The push to nationalize the content taught in public schools across the country should be of great concern to state leaders. The Common Core national standards effort represents a massive federal overreach into what is taught in local schools, further removing parents from the educational decision-making process, and likely to cost state taxpayers $16 billion over seven years just to implement.

As more details emerge about the content and quality of the Common Core national standards backed by federal funding and the Obama Administration, questions about the coherence, international competitiveness, and the college readiness level of the standards also loom. Many experts conclude that the math standards are vague and incoherent. Writing in Education Week, curriculum expert Grant Wiggins notes:

…the mathematics components of the Common Core State Standards Initiative are a bitter disappointment. In terms of their limited vision of math education, the pedestrian framework chosen to organize the standards, and the incoherent nature of the standards for mathematical practice in particular, I don’t see how these take us forward in any way.

Wiggins goes on to include several examples of hazy language in the standards, including “make sense of problems and persevere in solving them,” “reason abstractly and quantitatively,” and “use appropriate tools strategically.”

Wiggins isn’t alone in his skepticism.

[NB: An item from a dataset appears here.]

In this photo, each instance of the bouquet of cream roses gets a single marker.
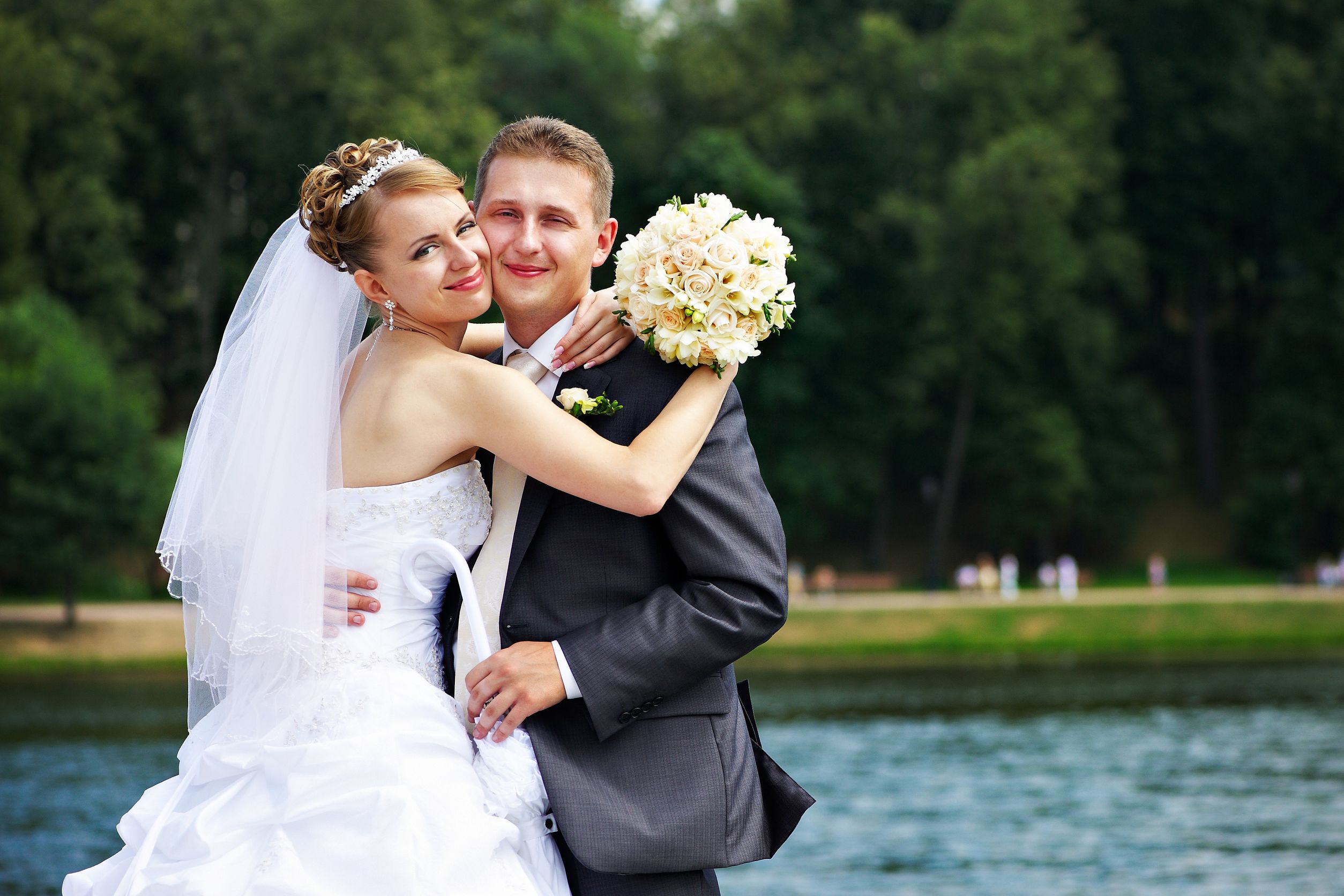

A recent Education Next article cites concerns from Professor William McCallum, one of the three authors of Common Core’s math standards, who has said that “overall standards wouldn’t be very high” and “not up to the standards of other nations.”

His opinion was supported by Jonathon Goodman, a professor at New York University, who also raised questions about the standards from an international comparison: “The proposed Common Core standard is similar in earlier grades but has significantly lower expectations with respect to algebra and geometry than the published standards of other countries.”

Mathematician Ze’ev Wurman, a former official in the U.S. Department of Education, also pointed out that the Common Core fails to equal other international competitors in terms of required course load for college readiness:

The enrollment requirements of four-year state colleges overwhelmingly consist of at least three years of high school mathematics including algebra 1, algebra 2, and geometry, or beyond. Yet Common Core’s “college readiness” definition omits content typically considered part of algebra 2…they do not expect algebra to be taught in grade 8 and instead defer it to high school, reversing the most significant change in mathematics education in America in the last decade, supported by the 2008 recommendations of the National Mathematics Advisory Panel, and contrary to the practice of our international competitors.

The content shortcomings bring more concern to an already frightening federal overreach. Spearheaded by the National Governors Association and the Council of Chief State School Officers, the Common Core national standards have been backed with federal funding, and the assessments were directly financed by the Obama Administration. Race to the Top grants and No Child Left Behind waivers were conditioned on states’ adoption of common standards.

It’s one more reason state leaders should reject this federal overreach and work to strengthen their state standards. Ceding that authority to national organizations and Washington bureaucrats won’t improve academic outcomes and will be a costly loss of educational liberty.